A running joke between divers purports that there are two types of divers: those who enjoy nudibranchs and those who don’t. This nudibranch sub-species however, the Glaucus Atlanticus, is no doubt adored by all divers thanks to its beauty and fascinating taxonomy.

Glaucus Atlanticus camouflage

Also called the blue sea slug or the blue dragon, the Glaucus Atlanticus drifts upside down on the ocean’s surface. Its iridescent countershading coloration helps protect it from both airborne and marine predators. Its underside, which faces toward the sky, will appear blue from above. This makes predators think that it’s just another bit of water. When seen from below, the upper side appears gray to mimic the sky. Predators below are thusly uninterested.

Habitat and biology

glaucus atlanticus

Blue sea slug devours a man o’ war

Unlike other nudibranchs, the Glaucus Atlanticus inhabits the entire water column.

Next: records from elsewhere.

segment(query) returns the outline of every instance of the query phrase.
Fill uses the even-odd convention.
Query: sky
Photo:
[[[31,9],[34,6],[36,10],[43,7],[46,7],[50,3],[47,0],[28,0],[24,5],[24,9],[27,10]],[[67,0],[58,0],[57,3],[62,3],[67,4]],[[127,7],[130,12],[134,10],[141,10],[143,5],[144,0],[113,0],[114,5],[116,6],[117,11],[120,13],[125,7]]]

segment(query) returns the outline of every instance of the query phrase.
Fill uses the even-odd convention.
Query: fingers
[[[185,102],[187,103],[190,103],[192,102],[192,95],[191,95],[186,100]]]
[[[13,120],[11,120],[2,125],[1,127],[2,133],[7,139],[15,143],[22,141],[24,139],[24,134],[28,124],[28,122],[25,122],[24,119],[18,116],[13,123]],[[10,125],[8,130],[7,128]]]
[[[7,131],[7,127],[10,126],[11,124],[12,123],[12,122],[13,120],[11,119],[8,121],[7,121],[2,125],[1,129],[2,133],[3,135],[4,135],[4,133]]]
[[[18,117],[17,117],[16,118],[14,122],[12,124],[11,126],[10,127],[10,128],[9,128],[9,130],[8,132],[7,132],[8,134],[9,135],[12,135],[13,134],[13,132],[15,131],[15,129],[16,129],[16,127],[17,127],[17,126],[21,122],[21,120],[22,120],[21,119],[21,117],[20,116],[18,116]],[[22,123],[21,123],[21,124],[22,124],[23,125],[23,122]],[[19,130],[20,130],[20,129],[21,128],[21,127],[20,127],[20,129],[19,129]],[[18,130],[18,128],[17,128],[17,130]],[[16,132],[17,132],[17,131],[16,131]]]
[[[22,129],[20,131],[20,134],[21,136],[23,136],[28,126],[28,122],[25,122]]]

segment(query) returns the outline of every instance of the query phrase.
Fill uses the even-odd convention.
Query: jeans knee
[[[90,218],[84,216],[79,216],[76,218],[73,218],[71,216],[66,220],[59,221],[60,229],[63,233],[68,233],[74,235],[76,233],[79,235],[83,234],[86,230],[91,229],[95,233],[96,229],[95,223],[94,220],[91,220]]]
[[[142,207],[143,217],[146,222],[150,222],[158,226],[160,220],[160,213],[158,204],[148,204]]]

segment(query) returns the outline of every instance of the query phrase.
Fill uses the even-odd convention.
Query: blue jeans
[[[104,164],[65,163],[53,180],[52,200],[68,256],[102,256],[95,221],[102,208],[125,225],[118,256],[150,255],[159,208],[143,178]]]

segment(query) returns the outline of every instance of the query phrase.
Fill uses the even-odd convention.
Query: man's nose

Although, as stated, it’s more common on the ocean’s surface. Typically found in temperate and tropical waters of the Atlantic, Pacific and Indian Oceans, the 1.2-inch (3 cm) creature’s diet is comprised of hydrozoans, especially its most common prey, the Portuguese man o’ war, whose tentacles can reach up to 30 feet long (9 m). Eating the highly-venomous stinging cells of the man o’ war creates yet another facet of self-defense since the blue sea slug stores the venom in each of its 84 finger-like cerata. These stick out from its body, allowing it to harm potential predators who may take a nibble or brush by too closely. Consequently, divers and ocean enthusiasts must take caution and never handle this unique creature.


There are two sub-species in the family of Glaucidae, the Glaucus Atlanticus and the Glaucus marginatus. The former is the larger of the two with a much larger tail. But despite its smaller size, only reaching ½ inch (12 mm), the marginatus has more cerata than its counterpart, creating a smaller yet more venomous threat. Just as with other nudibranchs, they are hermaphroditic, each creating its own sperm and eggs. Each individual must however find a mate to fertilize the eggs.

Seeing one of these beautiful creatures on a dive is always a treat. But remember that they’re highly venomous, so — just as with other sea creatures — look but don’t touch.